Copyright ©The Author(s) 2023. Published by Baishideng Publishing Group Inc. All rights reserved.
World J Radiol. May 28, 2023; 15(5): 136-145
Published online May 28, 2023. doi: 10.4329/wjr.v15.i5.136
Future of prostate imaging: Artificial intelligence in assessing prostatic magnetic resonance imaging
Lyubomir Chervenkov, Nikolay Sirakov, Gancho Kostov, Tsvetelina Velikova, George Hadjidekov
Lyubomir Chervenkov, Department of Diagnostic Imaging, Medical University Plovdiv, Plovdiv 4000, Bulgaria
Lyubomir Chervenkov, Nikolay Sirakov, Research Complex for Translational Neuroscience, Medical University of Plovdiv, Bul. Vasil Aprilov 15A, Plovdiv 4002, Bulgaria
Nikolay Sirakov, Department of Diagnostic Imaging, Dental Allergology and Physiotherapy, Faculty of Dental Medicine, Medical University Plovdiv, Plovdiv 4000, Bulgaria
Gancho Kostov, Department of Special Surgery, Medical University Plovdiv, Plovdiv 4000, Bulgaria
Tsvetelina Velikova, Department of Clinical Immunology, University Hospital Lozenetz, Sofia 1407, Bulgaria
Tsvetelina Velikova, Department of Medical Faculty, Sofia University St. Kliment Ohridski, Sofia 1407, Bulgaria
George Hadjidekov, Department of Radiology, University Hospital Lozenetz, Sofia 1407, Bulgaria
George Hadjidekov, Department of Physics, Biophysics and Radiology, Medical Faculty, Sofia University St. Kliment Ohridski, Sofia 1407, Bulgaria
Author contributions: Chervenkov L, Velikova T and Hadjidekov G conceptualized the study; Chervenkov L, Sirakov N and Kostov G designed the methodology; Chervenkov L performed the data curation; Chervenkov L prepared the original draft of the manuscript; Velikova T and Hadjidekov G reviewed and edited the manuscript for intellectual content; All authors contributed to manuscript revision and provided approval of the final version of the manuscript to be published.
Supported by the European Union’s NextGenerationEU, through the National Recovery and Resilience Plan of the Republic of Bulgaria, Project No. BG-RRP-2.004-0008-C01.

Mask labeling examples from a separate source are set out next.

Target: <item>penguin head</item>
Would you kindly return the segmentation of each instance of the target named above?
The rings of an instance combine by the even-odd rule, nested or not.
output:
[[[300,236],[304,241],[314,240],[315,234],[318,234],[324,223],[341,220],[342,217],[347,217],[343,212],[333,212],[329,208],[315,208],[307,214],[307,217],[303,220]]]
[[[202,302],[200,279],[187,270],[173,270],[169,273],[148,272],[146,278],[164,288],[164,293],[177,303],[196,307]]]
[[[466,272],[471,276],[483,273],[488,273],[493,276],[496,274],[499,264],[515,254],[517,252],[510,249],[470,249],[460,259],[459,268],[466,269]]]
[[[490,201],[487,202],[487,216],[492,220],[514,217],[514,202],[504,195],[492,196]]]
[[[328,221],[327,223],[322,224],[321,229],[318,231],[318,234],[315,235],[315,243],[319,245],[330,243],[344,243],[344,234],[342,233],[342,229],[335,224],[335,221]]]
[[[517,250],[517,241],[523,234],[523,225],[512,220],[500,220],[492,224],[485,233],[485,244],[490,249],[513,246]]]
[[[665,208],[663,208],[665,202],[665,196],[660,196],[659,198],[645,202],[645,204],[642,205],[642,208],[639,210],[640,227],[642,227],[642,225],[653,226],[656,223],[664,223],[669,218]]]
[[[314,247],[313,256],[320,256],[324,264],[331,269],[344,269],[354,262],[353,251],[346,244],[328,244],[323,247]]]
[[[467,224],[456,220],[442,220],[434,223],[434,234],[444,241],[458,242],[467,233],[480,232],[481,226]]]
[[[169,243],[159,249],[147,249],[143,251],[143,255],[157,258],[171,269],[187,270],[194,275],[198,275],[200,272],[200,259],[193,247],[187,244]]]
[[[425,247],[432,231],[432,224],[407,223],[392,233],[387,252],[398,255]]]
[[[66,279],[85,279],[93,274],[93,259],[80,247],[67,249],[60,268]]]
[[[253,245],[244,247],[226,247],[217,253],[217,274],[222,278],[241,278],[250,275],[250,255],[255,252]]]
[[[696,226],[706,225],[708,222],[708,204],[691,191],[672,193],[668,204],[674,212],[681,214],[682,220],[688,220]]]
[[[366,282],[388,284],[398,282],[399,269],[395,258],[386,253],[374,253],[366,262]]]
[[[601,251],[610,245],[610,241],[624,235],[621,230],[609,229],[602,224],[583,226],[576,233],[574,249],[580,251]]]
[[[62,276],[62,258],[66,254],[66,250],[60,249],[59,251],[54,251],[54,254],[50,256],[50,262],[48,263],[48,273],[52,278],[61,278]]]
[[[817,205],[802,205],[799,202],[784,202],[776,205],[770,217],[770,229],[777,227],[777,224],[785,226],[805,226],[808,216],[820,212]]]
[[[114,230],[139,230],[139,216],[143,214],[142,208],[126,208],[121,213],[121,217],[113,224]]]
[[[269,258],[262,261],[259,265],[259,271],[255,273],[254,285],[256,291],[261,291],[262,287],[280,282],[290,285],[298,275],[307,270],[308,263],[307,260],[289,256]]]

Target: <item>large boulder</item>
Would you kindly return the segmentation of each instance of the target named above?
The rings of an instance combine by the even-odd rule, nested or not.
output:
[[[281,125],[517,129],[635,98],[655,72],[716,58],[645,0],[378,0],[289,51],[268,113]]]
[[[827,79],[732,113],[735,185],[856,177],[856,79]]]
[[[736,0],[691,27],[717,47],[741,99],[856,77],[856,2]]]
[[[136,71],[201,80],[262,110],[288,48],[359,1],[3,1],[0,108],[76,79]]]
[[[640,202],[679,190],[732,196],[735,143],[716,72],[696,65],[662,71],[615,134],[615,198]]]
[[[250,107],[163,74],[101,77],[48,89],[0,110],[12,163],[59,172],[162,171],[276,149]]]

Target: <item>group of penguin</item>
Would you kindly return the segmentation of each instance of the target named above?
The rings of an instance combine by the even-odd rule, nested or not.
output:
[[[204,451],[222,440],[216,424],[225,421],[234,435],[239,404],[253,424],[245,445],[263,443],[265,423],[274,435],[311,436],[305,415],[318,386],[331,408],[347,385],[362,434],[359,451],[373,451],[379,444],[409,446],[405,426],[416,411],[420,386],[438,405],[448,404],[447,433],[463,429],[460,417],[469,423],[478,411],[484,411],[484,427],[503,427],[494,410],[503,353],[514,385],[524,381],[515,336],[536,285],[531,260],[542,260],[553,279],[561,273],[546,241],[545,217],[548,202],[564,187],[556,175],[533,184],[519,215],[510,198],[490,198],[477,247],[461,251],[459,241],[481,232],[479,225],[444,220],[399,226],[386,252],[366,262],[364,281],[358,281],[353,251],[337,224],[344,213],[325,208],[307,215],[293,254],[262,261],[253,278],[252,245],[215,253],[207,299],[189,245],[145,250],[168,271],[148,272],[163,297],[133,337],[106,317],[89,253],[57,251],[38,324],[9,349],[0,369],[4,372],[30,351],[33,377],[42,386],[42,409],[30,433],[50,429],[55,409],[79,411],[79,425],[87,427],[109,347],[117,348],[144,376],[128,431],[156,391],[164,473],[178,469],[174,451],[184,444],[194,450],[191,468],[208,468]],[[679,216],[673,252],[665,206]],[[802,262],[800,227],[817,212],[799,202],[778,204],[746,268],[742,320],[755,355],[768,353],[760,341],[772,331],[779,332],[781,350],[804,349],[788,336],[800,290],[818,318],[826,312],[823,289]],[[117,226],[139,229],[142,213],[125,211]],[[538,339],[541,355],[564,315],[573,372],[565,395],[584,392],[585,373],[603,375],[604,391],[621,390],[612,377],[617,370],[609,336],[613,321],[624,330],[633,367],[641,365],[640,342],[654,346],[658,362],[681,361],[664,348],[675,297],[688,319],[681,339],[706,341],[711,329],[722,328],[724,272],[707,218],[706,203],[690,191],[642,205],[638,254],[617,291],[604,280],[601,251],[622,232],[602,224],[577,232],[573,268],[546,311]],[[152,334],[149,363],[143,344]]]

Conflict-of-interest statement: All the authors report having no relevant conflicts of interest for this article.
Open-Access: This article is an open-access article that was selected by an in-house editor and fully peer-reviewed by external reviewers. It is distributed in accordance with the Creative Commons Attribution NonCommercial (CC BY-NC 4.0) license, which permits others to distribute, remix, adapt, build upon this work non-commercially, and license their derivative works on different terms, provided the original work is properly cited and the use is non-commercial. See:
Corresponding author: George Hadjidekov, MD, PhD, Associate Professor, Department of Radiology, University Hospital Lozenetz, 1 Kozyak Street, Sofia 1407, Bulgaria.

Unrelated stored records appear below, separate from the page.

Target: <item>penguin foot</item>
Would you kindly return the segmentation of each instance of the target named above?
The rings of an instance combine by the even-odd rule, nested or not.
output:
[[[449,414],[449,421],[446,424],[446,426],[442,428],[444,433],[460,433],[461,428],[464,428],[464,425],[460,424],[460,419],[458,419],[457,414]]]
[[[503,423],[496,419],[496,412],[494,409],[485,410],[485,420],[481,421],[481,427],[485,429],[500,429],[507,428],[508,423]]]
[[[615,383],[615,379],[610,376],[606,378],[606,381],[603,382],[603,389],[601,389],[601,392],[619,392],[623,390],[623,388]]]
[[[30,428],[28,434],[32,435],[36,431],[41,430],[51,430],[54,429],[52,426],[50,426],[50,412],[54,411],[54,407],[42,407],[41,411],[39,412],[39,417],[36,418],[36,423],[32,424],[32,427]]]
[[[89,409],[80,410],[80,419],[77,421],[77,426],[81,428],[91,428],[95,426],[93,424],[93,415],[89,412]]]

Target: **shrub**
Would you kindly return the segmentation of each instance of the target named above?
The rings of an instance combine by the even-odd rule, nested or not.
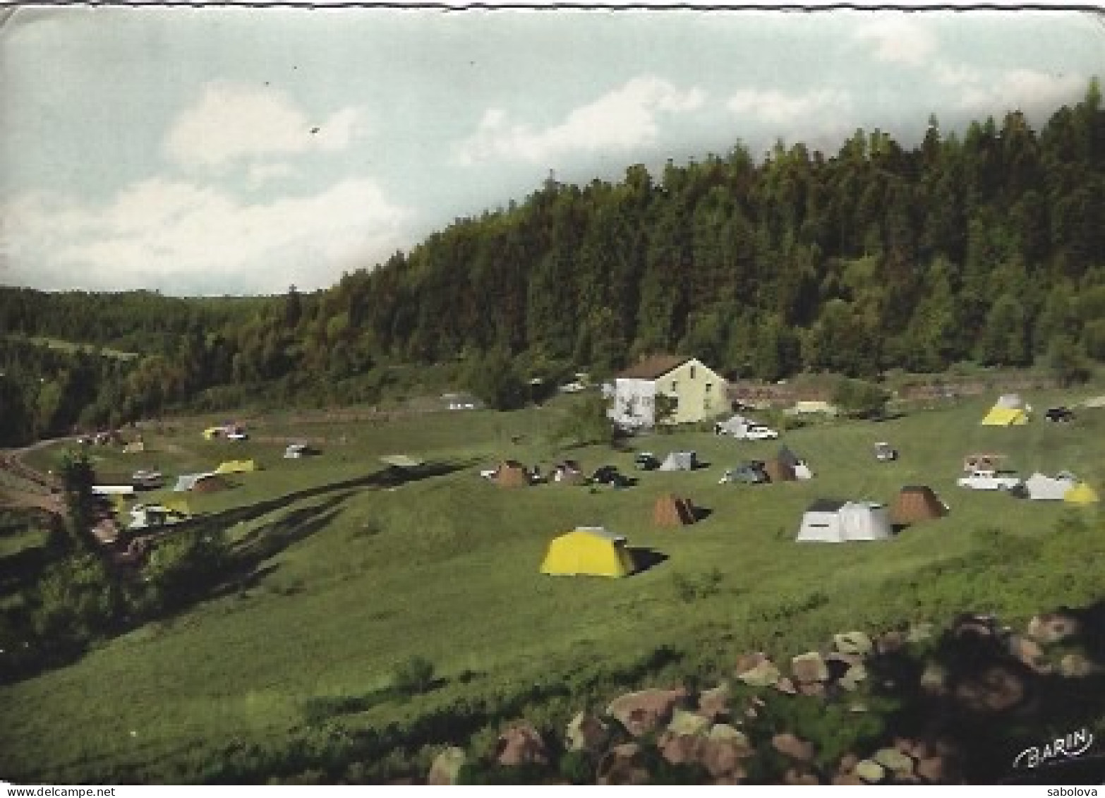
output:
[[[391,673],[391,686],[400,693],[414,695],[433,686],[434,665],[419,654],[412,654],[396,665]]]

Received: December 19, 2022
Peer-review started: December 19, 2022
First decision: February 20, 2023
Revised: March 21, 2023
Accepted: April 10, 2023
Article in press: April 10, 2023
Published online: May 28, 2023

Prostate cancer (Pca; adenocarcinoma) is one of the most common cancers in adult males and one of the leading causes of death in both men and women. The diagnosis of Pca requires substantial experience, and even then the lesions can be difficult to detect. Moreover, although the diagnostic approach for this disease has improved significantly with the advent of multiparametric magnetic resonance, that technology has certain unresolved limitations. In recent years artificial intelligence (AI) has been introduced to the field of radiology, providing new software solutions for prostate diagnostics. Precise mapping of the prostate has become possible through AI and this has greatly improved the accuracy of biopsy. AI has also allowed for certain suspicious lesions to be attributed to a given group according to the Prostate Imaging-Reporting & Data System classification. Finally, AI has facilitated the combination of data obtained from clinical, laboratory (prostate-specific antigen), imaging (magnetic resonance), and biopsy examinations, and in this way new regularities can be found which at the moment remain hidden. Further evolution of AI in this field is inevitable and it is almost certain to significantly expand the efficacy, accuracy and efficiency of diagnosis and treatment of Pca.

Keywords: Artificial intelligence, Deep learning, Machine learning, Multiparametric magnetic resonance imaging, Prostate cancer, Quantitative imaging

Core Tip: The peer reviewed literature has provided sufficient support for the continued application and development of artificial intelligence (AI) in prostate cancer clinical care. In addition, the expanding introduction of various AI-based software products created by leading companies is providing practical benefits to radiologists for improved prostate cancer diagnosis. Certainly, the known complexity of the disease and its consequential difficult diagnosis supports the continued development of new approaches for earlier and more accurate detection, such as could be provided through AI technologies.